DHHS discusses a 2 NRTI + INSTI + PI regimen and it’s only discussed in the setting of SIMPLIFICATION STRATEGY for VIRALLY SUPPRESSED patients (i.e. protected from resistance d/t low circulating virus) who have resistance to at least 2 ART classes and NO INSTI resistance. The specific regimen discussed is:
EVG/c/TAF/FTC + DRV [GENVOYA + DRV]
Remember, it is RISKY to give patients a regimen with 3 drug classes, lest they fail the regimen and have resistance to all 3.
When a PWH fails their initial PI + 2 NRTI regimen type (e.g. DRV/c/TAF/FTC [SYMTUZA]), they usually will still not have any resistance to the PI. Resistance is typically limited to 3TC or FTC. What then, does DHHS recommend as their next regimen?
Continue same regimen with adherence support, as often failure of a PI based regimen is due to lack of adherence, DDIs, or food/drug interactions. Obviously, always obtain resistance testing any time VL >200 copies/ml (VF).
Different PI + 2NRTIs (at least 1 NRTI fully active. E.g. TDF or TAF + FTC or 3TC in the presence of M184V/I is OKAY)
DTG or BIC + 2NRTIs (at least 1 NRTI fully active. E.g. TDF or TAF + FTC or 3TC in the presence of M184V/I is OKAY)

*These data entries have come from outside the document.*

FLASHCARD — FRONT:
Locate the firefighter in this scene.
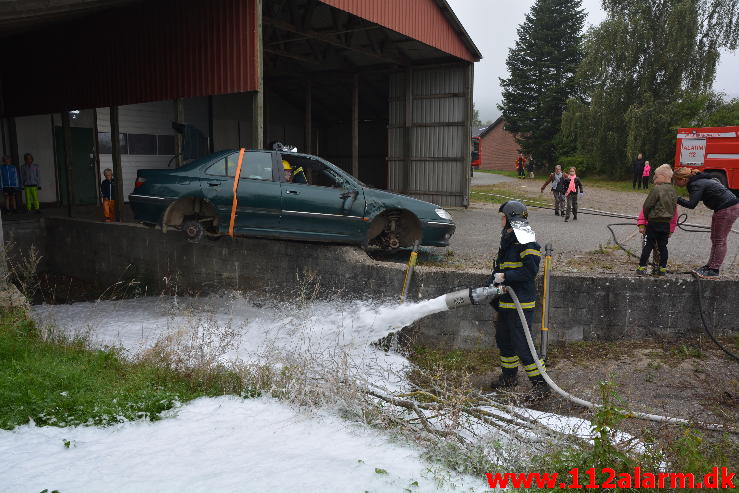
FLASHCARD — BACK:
[282,159,308,183]
[491,200,549,399]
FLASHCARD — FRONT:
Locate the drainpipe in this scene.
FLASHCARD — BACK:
[540,243,552,360]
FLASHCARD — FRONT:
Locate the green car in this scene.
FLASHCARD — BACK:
[128,151,455,249]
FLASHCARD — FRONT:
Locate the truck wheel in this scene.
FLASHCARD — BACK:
[182,219,205,243]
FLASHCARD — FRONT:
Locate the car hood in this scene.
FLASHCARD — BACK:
[364,188,442,221]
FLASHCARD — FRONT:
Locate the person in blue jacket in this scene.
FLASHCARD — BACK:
[0,156,20,213]
[491,200,549,399]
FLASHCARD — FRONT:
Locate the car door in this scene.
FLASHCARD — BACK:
[281,155,366,240]
[203,151,281,234]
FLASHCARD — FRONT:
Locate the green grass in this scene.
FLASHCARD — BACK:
[475,169,518,178]
[408,346,499,373]
[0,310,251,429]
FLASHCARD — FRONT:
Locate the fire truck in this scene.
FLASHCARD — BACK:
[472,137,482,169]
[675,127,739,192]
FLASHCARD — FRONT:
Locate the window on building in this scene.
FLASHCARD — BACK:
[98,132,128,154]
[128,134,157,156]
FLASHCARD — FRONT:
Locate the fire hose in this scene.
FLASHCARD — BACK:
[445,286,739,434]
[606,214,739,361]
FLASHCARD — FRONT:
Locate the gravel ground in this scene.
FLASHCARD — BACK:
[429,173,739,277]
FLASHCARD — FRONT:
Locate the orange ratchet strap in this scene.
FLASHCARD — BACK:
[228,147,244,238]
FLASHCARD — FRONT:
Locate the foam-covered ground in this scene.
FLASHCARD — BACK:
[0,294,600,493]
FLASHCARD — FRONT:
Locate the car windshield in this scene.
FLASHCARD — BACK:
[282,153,366,188]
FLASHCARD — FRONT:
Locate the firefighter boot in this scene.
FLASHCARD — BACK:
[524,375,552,403]
[490,372,518,390]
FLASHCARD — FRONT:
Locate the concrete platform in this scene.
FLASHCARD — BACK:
[4,217,739,348]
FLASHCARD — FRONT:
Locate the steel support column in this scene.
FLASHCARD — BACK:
[403,68,413,194]
[304,81,313,154]
[59,111,74,217]
[174,98,185,168]
[249,0,264,149]
[110,106,124,222]
[352,74,359,179]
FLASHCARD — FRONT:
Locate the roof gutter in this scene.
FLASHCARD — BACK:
[434,0,482,61]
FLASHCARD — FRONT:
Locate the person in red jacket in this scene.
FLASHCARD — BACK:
[516,152,526,179]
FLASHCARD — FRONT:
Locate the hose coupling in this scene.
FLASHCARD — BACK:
[470,285,505,305]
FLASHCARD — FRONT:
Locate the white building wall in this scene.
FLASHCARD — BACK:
[97,101,176,199]
[15,115,57,202]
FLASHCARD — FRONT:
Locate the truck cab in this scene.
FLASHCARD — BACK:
[675,127,739,193]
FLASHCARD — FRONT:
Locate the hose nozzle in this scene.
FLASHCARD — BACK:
[445,286,505,310]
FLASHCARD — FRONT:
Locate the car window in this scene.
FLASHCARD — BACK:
[226,152,272,181]
[205,159,228,176]
[282,154,346,188]
[313,167,345,188]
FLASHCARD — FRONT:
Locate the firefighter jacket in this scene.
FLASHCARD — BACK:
[489,230,541,310]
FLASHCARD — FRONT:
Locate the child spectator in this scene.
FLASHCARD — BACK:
[21,152,41,213]
[516,152,526,179]
[0,156,20,213]
[636,164,677,276]
[100,168,115,223]
[559,167,585,222]
[541,164,565,216]
[641,161,652,190]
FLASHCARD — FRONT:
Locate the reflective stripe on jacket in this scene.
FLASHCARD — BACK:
[490,231,541,310]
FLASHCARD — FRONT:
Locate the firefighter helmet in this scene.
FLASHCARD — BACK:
[498,200,536,245]
[498,200,529,223]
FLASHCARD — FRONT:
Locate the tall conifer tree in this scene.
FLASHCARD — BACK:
[498,0,585,164]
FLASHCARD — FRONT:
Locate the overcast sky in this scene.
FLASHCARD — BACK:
[448,0,739,121]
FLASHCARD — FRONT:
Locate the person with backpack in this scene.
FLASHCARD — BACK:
[673,168,739,279]
[631,152,644,190]
[541,164,565,216]
[559,166,585,222]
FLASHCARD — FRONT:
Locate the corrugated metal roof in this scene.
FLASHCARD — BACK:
[475,115,505,139]
[320,0,482,62]
[0,0,261,116]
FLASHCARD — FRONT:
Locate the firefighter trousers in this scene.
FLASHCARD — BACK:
[495,309,544,382]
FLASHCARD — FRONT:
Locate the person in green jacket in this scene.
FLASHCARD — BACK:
[636,164,677,275]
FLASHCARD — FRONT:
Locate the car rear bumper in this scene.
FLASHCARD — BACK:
[128,193,174,224]
[421,221,456,246]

Different PI + INSTI (2-drug) such as DRV/r/RAL (Only if VL <100K and CD4 >200)
When a PWH fails their initial INSTI + 2 NRTI regimen type it is typically because they were taking a non-DTG or BIC containing regimen. E.g. a RAL or EVG regimen such as EVG/c/FTC/TAF [Genvoya], EVG/c/FTC/TDF [STRIBILD], OR RAL + TDF/FTC (truvada), RAL + TAF/FTC (descovy), RAL + ABC/3TC (epzicom). In this case of VF, they typically have resistance to RAL or EVG ± additional resistance to FTC/3TC. They typically maintain use of DTG and likely BIC. What then, does DHHS recommend as their next regimen?
Boosted PI + 2 NRTIs (at least 1 NRTI fully active. E.g. TDF or TAF + FTC or 3TC in the presence of M184V/I is OKAY)

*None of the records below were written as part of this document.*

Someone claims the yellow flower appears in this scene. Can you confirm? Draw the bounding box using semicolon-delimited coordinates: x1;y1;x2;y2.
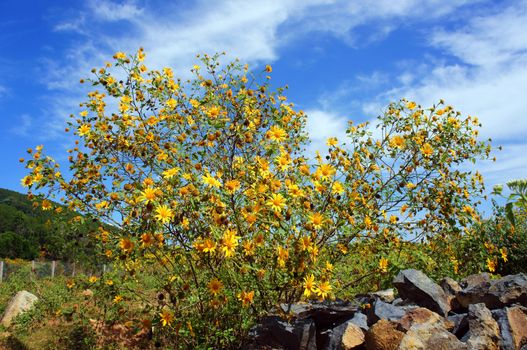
309;213;325;229
225;180;240;194
159;310;174;327
238;291;254;307
155;205;174;224
163;168;179;179
316;163;335;180
42;199;52;210
265;193;286;213
304;274;317;298
266;125;287;142
207;278;223;296
420;142;434;157
379;258;388;272
487;258;496;272
326;137;338;147
221;229;240;258
166;98;177;109
500;248;509;262
113;52;126;60
390;135;404;148
77;124;91;136
201;174;221;188
137;187;159;204
316;281;332;299
119;238;134;252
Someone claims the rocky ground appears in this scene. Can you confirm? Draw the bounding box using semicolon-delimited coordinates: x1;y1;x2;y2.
245;269;527;350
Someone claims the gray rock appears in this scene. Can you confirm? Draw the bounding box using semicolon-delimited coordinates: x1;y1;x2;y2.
0;290;38;327
393;269;450;316
447;313;468;338
492;306;527;350
467;303;500;350
399;320;467;350
457;273;527;309
350;312;370;331
368;299;407;324
324;321;365;350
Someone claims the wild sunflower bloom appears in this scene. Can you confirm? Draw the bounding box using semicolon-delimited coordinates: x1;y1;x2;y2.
316;163;335;180
390;135;405;149
309;213;326;230
420;143;434;158
266;125;287;142
379;258;388;272
225;180;240;194
77;124;91;136
207;278;223;296
201;174;221;188
265;193;286;213
316;281;332;300
221;230;240;258
155;205;174;224
238;291;254;307
304;274;317;298
119;238;134;253
137;187;160;204
159;310;174;327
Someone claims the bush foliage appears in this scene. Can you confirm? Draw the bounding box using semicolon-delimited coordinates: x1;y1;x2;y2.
23;50;496;348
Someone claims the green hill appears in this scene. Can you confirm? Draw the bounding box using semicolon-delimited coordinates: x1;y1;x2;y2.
0;188;100;262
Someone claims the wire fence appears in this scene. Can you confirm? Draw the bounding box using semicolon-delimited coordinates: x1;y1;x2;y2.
0;260;112;283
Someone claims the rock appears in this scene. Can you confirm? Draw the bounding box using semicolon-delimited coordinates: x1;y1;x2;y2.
492;306;527;350
457;273;527;309
324;321;365;350
439;277;462;310
467;303;500;350
371;288;395;303
368;299;406;324
447;313;468;338
459;272;491;289
350;312;370;331
393;269;450;316
1;290;38;327
249;316;317;350
366;320;404;350
399;322;467;350
399;307;454;331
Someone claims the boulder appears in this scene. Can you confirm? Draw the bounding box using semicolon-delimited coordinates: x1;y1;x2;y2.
492;306;527;350
249;316;317;350
467;303;501;350
393;269;450;316
1;290;38;327
457;273;527;309
366;320;404;350
371;288;395;303
399;307;454;331
368;299;406;324
399;322;467;350
324;321;365;350
439;277;462;310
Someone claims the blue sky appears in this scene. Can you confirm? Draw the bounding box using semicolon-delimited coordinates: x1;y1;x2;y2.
0;0;527;211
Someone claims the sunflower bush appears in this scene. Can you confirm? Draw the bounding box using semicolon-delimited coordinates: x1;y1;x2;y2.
23;50;490;348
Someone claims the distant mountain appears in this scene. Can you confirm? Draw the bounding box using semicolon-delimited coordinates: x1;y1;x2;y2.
0;188;97;261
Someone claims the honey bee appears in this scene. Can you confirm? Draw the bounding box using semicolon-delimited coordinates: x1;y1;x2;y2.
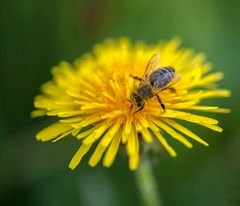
130;53;180;113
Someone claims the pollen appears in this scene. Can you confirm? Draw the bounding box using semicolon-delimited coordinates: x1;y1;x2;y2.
32;38;230;170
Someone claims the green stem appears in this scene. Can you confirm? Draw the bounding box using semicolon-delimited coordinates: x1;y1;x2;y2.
135;153;163;206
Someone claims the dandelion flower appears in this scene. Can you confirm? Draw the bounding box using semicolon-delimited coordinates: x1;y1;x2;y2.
32;38;230;170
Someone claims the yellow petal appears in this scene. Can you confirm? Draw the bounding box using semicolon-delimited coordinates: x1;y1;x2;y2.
68;144;92;170
151;118;193;148
36;122;73;141
103;134;121;167
163;118;208;146
152;130;177;157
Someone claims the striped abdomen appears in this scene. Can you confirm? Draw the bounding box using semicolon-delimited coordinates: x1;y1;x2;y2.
149;66;175;88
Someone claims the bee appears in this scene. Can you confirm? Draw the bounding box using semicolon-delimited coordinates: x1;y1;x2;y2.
130;53;180;113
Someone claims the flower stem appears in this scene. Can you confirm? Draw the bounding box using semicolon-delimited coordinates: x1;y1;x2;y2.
135;153;163;206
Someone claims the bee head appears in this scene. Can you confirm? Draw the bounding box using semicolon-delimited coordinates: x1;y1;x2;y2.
130;93;144;107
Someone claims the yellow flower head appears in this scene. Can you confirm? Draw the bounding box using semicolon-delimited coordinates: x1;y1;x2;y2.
32;38;230;170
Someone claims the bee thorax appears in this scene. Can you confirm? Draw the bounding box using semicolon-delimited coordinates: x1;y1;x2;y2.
136;85;152;99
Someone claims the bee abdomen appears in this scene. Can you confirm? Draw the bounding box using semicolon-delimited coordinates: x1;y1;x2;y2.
150;66;175;88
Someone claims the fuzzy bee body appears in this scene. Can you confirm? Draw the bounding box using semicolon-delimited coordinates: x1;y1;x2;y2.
130;53;180;112
149;66;175;89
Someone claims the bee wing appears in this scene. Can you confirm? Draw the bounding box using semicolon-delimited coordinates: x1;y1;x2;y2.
153;73;181;95
143;53;160;79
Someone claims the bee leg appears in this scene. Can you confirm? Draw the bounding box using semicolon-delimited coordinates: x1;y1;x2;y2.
156;94;166;112
130;74;142;81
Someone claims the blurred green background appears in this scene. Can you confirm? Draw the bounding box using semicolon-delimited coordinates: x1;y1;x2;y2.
0;0;240;206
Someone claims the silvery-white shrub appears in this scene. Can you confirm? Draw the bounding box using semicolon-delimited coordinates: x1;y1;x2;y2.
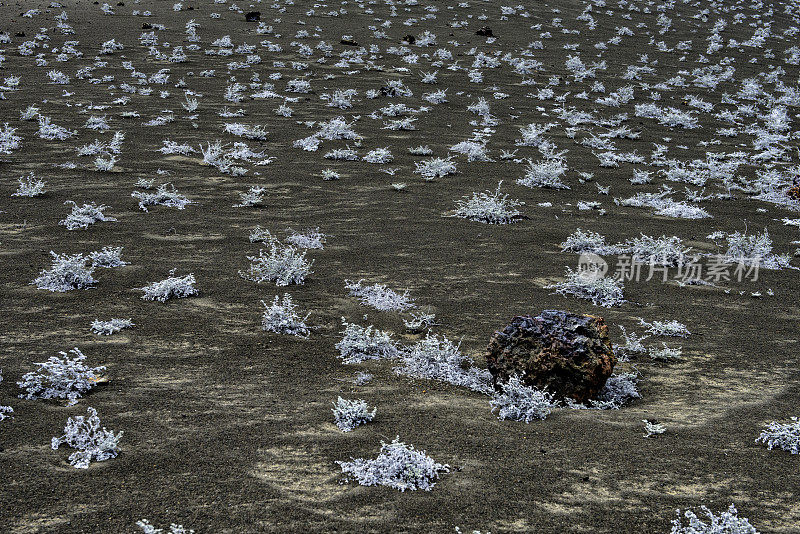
224;122;268;141
725;228;789;269
336;317;399;363
331;397;378;432
353;371;374;386
450;140;492;163
322;148;359;160
647;342;683;362
261;293;311;338
590;373;642;409
31;250;97;292
38;115;78;141
336;436;450;491
756;417;800;454
422;89;447;104
91;318;135;336
322;169;340;180
11;172;47;197
639;318;691;337
50;407;122;469
453;180;525;224
614;325;649;361
414;158;456;181
138;269;199;302
239;237;314;287
233;186;266;208
158;139;196;156
403;312;438;334
344;280;416;311
623;234;691;266
642;419;667;438
58;200;117;230
560;228;622;255
131;182;196;211
20;105;39;121
394;334;492;395
0;369;14;421
670;504;758;534
490;376;556;423
136;520;194;534
0;123;22;154
17;347;106;406
546;267;625;308
89;247;128;268
316;117;361;141
361;147;394;163
94;156;117;172
286;227;327;250
408;145;433;156
517;159;569;189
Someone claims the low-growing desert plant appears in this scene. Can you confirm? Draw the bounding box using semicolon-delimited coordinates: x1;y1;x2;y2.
17;347;106;406
546;267;625;308
647;343;683;362
642;419;667;438
725;228;789;269
261;293;311;337
0;369;14;421
31;250;97;292
50;407;122;469
91;318;135;336
453;180;525;224
394;334;492;395
131;183;196;211
560;228;621;255
233;186;266;208
138;269;199;302
403;312;438;334
639;318;691;337
331;397;378;432
344;280;416;311
11;172;47;197
517;159;569;189
670;504;758;534
58;200;117;230
89;247;128;269
414;158;456;180
239;238;314;287
756;417;800;454
589;373;642;410
286;228;327;250
622;234;691;266
614;325;649;361
490;376;556;423
336;436;450;491
336;317;399;363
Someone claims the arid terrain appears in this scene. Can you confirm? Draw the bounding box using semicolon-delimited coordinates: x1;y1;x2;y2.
0;0;800;534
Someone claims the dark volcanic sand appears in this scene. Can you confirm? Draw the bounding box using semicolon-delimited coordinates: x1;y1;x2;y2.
0;0;800;534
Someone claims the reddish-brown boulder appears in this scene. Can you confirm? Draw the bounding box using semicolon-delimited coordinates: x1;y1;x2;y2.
486;310;617;403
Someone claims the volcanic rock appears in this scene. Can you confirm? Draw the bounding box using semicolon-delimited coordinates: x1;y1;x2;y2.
486;310;617;403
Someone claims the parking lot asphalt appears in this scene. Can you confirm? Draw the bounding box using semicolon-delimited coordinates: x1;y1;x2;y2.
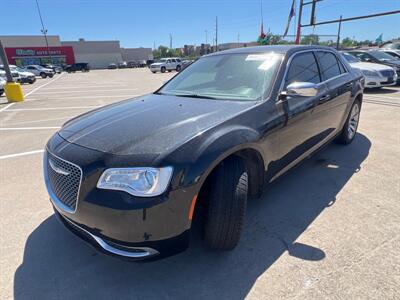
0;69;400;299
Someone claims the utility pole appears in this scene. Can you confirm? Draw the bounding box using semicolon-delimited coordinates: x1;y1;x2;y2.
336;15;343;50
36;0;53;64
215;17;218;52
296;0;303;45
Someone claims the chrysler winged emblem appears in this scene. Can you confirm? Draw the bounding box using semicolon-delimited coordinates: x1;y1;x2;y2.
49;159;70;176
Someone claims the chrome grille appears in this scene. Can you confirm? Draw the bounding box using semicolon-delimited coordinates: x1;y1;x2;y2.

DTG BID or BIC + 2 NRTIs (TWO FULLY ACTIVE!)
DTG BID or BIC + Boosted PI
In the case that they remained unscathed without any INSTI resistance at all, you can use the following:
Boosted PI + 2 NRTIs (at least 1 NRTI fully active. E.g. TDF or TAF + FTC or 3TC in the presence of M184V/I is OKAY)
DTG (QD) or BIC + 2 NRTIs (TWO FULLY ACTIVE!)

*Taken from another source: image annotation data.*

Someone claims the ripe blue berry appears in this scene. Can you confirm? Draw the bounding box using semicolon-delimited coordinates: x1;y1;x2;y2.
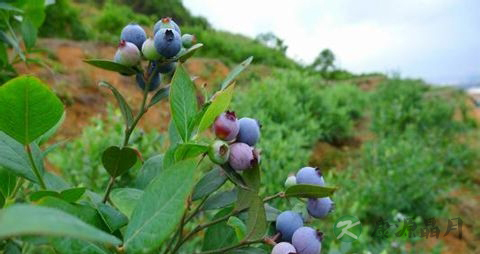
271;242;297;254
228;143;260;171
135;62;162;92
292;227;323;254
237;117;260;146
120;24;147;50
153;28;182;58
158;62;177;73
208;140;230;164
307;197;334;219
142;38;162;61
213;111;240;141
297;167;325;186
113;40;141;67
276;211;303;242
153;17;182;34
182;34;197;48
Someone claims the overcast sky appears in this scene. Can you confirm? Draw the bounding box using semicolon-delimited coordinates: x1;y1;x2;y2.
184;0;480;83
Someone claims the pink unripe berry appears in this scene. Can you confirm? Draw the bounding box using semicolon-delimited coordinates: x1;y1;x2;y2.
213;111;240;141
228;143;260;171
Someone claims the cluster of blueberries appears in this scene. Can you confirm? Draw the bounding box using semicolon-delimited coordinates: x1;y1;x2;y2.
209;111;334;254
272;167;334;254
209;111;260;171
114;17;196;91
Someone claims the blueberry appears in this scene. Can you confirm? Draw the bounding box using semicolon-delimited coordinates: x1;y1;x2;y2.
237;117;260;146
208;140;230;164
297;167;325;186
153;28;182;58
135;62;162;92
228;143;260;171
271;242;297;254
182;34;197;48
276;211;303;242
285;175;297;188
113;40;141;67
153;17;182;34
307;197;334;219
158;62;176;73
292;227;323;254
142;38;162;61
213;111;240;141
120;24;147;50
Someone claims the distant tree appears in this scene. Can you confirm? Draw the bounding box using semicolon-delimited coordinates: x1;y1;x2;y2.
256;32;288;54
309;49;336;73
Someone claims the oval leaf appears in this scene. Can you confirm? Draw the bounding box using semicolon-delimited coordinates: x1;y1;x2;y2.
0;204;122;245
124;159;196;253
285;184;336;198
0;76;63;145
83;59;137;75
192;167;227;201
170;64;197;142
102;146;137;177
198;85;235;132
110;188;143;218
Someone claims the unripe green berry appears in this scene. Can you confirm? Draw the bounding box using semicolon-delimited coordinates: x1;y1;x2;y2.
208;140;230;164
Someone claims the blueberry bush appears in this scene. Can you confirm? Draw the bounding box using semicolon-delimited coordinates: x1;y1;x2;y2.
0;18;336;254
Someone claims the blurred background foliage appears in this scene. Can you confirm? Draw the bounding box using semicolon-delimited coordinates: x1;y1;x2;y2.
2;0;480;253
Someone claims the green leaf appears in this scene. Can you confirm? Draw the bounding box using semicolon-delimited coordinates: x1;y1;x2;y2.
175;144;209;161
148;86;170;108
192;167;227;201
245;196;268;240
60;187;87;203
0;76;63;145
0;131;44;183
202;189;237;211
0;2;23;13
21;18;37;49
124;159;196;253
227;216;247;241
222;163;248;189
83;59;137;76
133;154;163;190
99;81;133;127
30;190;60;202
21;0;45;28
0;167;17;198
202;208;238;251
0;204;122;245
221;56;253;90
198;85;235;132
102;146;137;178
285;184;336;198
35;196;108;231
50;237;111;254
110;188;143;218
178;43;203;63
170;64;197;142
97;203;128;233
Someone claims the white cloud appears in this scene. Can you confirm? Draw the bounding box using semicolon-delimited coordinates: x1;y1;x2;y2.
184;0;480;83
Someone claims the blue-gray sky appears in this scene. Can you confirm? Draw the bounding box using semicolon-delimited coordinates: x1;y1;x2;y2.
184;0;480;84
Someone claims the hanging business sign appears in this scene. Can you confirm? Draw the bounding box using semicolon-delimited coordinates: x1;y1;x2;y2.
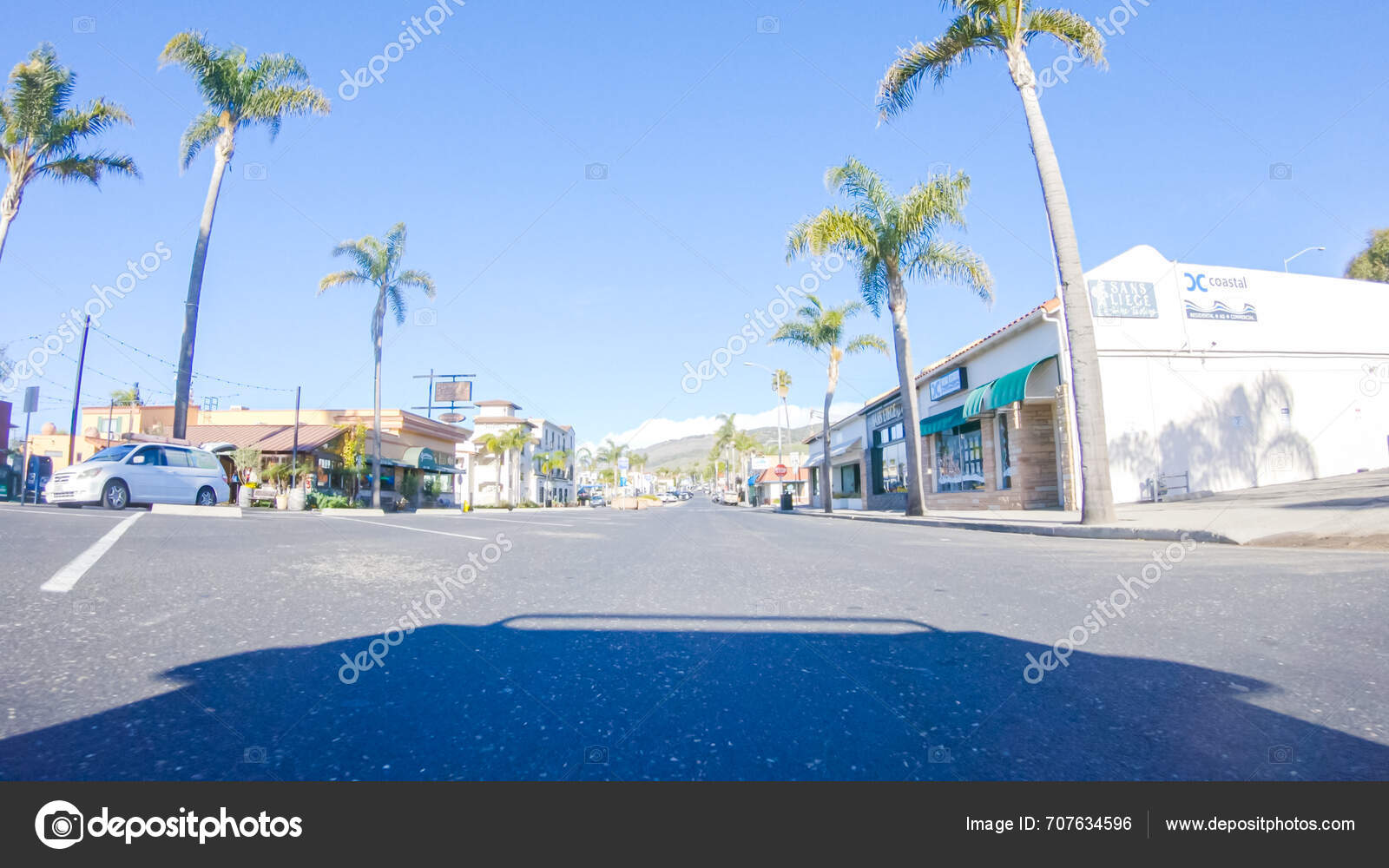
868;401;901;431
435;379;472;404
1089;280;1157;319
926;368;970;401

Boosted PI + INSTI (2-drug) such as DRV/r/RAL (Only if VL <100K and CD4 >200)
In contrast to a PWH experiencing VF on EVG or RAL + 2 NNRTIs, PWH in VF from DTG or BIC + 2 NRTIs have not been shown to have phenotypic DTG resistance (likely BIC as well). (e.g. BIC/TAF/FTC [BIKTARVY], DTG/ABC/3TC [TRIUMEQ], DTG [TIVICAY] + DESCOVY or DTG [TIVICAY] + TRUVADA). In this case, virologic failure is often due to adherence. What is the recommendation in this case?
The original DTG regimen can be continued with adherence counseling (likely BIC as well),
as long as there is no INSTI resistance detected.
VF of Initial Regimen Table (how to pick second regimens)

What is the utility of the EVG/c/TAF/FTC + DRV [GENVOYA + DRV] regimen?
DHHS discusses a 2 NRTI + INSTI + PI regimen and it’s only discussed in the setting of SIMPLIFICATION STRATEGY for VIRALLY SUPPRESSED patients (i.e. protected from resistance d/t low circulating virus) who have resistance to at least 2 ART classes and NO INSTI resistance.
The specific regimen discussed is: EVG/c/TAF/FTC + DRV [GENVOYA + DRV]
Remember, it is generally considered RISKY to give patients a regimen with 3 drug classes, lest they fail the regimen and have resistance to all 3.